Long annotation task is not saved properly

I use text categorization recipe and saving annotation task which has long text (more than 64KB) causes a problem.
The annotation when saved is truncated and appropriate log message is displayed:

/home/user_name/.virtualenvs/my_virtual_env/lib/python3.6/site-packages/pymysql/cursors.py:170: Warning: (1265, "Data truncated for column 'content' at row 1")

The truncation causes damage in JSon format of the annotation task.
As I understand the reason for the truncation is because the column content has Blob type with limit of 64K.

I have problem in two following cases:

Case 1:
When I call get_dataset() function of Database class defined in db.py module. As a result I cannot get annotated tasks.

Case 2:
When I restart prodigy with same parameters as in the previous run. As a result Prodigy cannot be restarted.

In these two cases I get the following exception:

  File "/home/user_name/.virtualenvs/my_virtual_env/lib/python3.6/site-packages/prodigy/components/db.py", line 297, in get_dataset
    return [eg.load() for eg in examples]
  File "/home/user_name/.virtualenvs/my_virtual_env/lib/python3.6/site-packages/prodigy/components/db.py", line 297, in <listcomp>
    return [eg.load() for eg in examples]
  File "/home/user_name/.virtualenvs/my_virtual_env/lib/python3.6/site-packages/prodigy/components/db.py", line 99, in load
    return srsly.json_loads(content)
  File "/home/user_name/.virtualenvs/my_virtual_env/lib/python3.6/site-packages/srsly/_json_api.py", line 38, in json_loads
    return ujson.loads(data)
ValueError: Unmatched ''"' when when decoding 'string'

How can it be solved? Thank you!

Hi! You can probably find and clean up that corrputed entry by accessing your database directly. For example, this DB browser for SQLite: https://sqlitebrowser.org The database file prodigy.db is in your Prodigy home directory. You can find the path if you run prodigy stats. You probably also want to back up that file before you edit it, just in case.

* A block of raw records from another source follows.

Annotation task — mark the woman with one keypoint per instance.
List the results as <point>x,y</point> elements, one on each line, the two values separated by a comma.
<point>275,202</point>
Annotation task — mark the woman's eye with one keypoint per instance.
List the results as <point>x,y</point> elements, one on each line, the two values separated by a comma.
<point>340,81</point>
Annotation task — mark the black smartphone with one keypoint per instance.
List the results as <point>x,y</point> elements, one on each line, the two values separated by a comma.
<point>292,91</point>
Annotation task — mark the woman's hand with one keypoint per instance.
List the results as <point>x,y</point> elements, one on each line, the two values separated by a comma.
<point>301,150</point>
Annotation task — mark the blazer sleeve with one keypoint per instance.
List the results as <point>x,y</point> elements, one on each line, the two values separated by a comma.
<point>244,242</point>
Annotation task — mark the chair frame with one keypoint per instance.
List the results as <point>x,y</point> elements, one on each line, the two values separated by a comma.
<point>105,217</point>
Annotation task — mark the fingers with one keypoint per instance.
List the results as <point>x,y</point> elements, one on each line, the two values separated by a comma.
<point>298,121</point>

As a workaround to prevent this problem in the future, you could either add a contition to your stream that checks the length of the examples before you send them out. Of course, it always depends on what you're training – but if you're doing text classification, there's usually no need to annotate and store whole documents as one, because you're probably averaging over sentences or smaller chunks anyways to compute the document score.